I may share plans for a ton of great events in San Francisco, but few to none of my friends who live outside of the Bay Area are going to care. In fact, they’ll find it annoying to witness something they’ll miss out on. Sure, they might appreciate simply knowing what I’m up to, but the value to that kind of surveillance is rather modest all by itself.
This is especially problematic when trying to expand the service into new locations. New users will have a hard time finding enough local friends who are either on the service and sharing their plans already, or those who are willing to join them on a new service upon invitation. People who encounter the service from non-urban locations have the hardest time, since there aren’t many events going on in their area in general, let alone posted to Plancast. Trying to view all events simply listed within their location or categories of interest yields little for them to enjoy.
Looking Forward
Despite all of these challenges, I still believe someone will eventually figure out how to make and market a viable service that fulfills our aims, namely to help people share and discover events more socially. There’s simply too much unearthed value to knowing about much of what our friends plan to do to leave information about it so restricted to personal calendars and individuals’ heads.

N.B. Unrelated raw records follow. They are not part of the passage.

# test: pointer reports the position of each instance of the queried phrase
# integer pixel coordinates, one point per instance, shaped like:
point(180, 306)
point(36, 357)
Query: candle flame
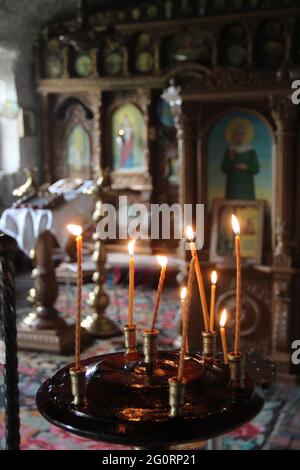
point(189, 233)
point(223, 318)
point(162, 260)
point(76, 230)
point(183, 291)
point(131, 245)
point(214, 277)
point(235, 224)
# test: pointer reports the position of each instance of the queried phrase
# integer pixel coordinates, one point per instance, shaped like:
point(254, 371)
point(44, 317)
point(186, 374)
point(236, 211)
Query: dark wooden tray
point(127, 405)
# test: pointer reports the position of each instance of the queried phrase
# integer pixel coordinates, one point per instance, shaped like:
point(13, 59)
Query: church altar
point(36, 232)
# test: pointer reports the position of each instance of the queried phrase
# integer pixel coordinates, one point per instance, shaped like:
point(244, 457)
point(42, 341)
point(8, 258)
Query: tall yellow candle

Another startup may come along that develops insight into an angle of attack we missed. Or, perhaps more likely, an established company with an existing event or calendaring product will progressively provide users with a greater ability to share their personal information contained within. On the calendaring side, Google is possibly the best-situated with Google Calendar and Google+, which together could make for a very seamless event sharing experience (one of the things we considered seriously for Plancast was deep personal calendar integration, but a sufficient platform for it simply wasn’t available). On the events side, companies like Eventbrite, Meetup and Facebook have services that are primarily compelling for event organizers but already contain useful data sets that could be leveraged to create their own social event discovery and sharing experiences for attendees.
Plancast managed to attract a niche audience of early adopters who found it to be among the most efficient ways to share and hear about events (thanks, users! you know who you are). Over 100,000 have registered and over 230,000 people visit each month, not to mention enjoy the event digests we send out by email each day. For that reason alone, and despite its growth challenges, we’re going to keep it up and running for as long as possible and are hopeful we’ll find it a home that can turn it into something bigger. It’s my expectation that one day mainstream society will take for granted the type of interpersonal sharing it currently enables for just this small community, and I look forward to seeing how technological advancements overcome the aforementioned challenges to get us there.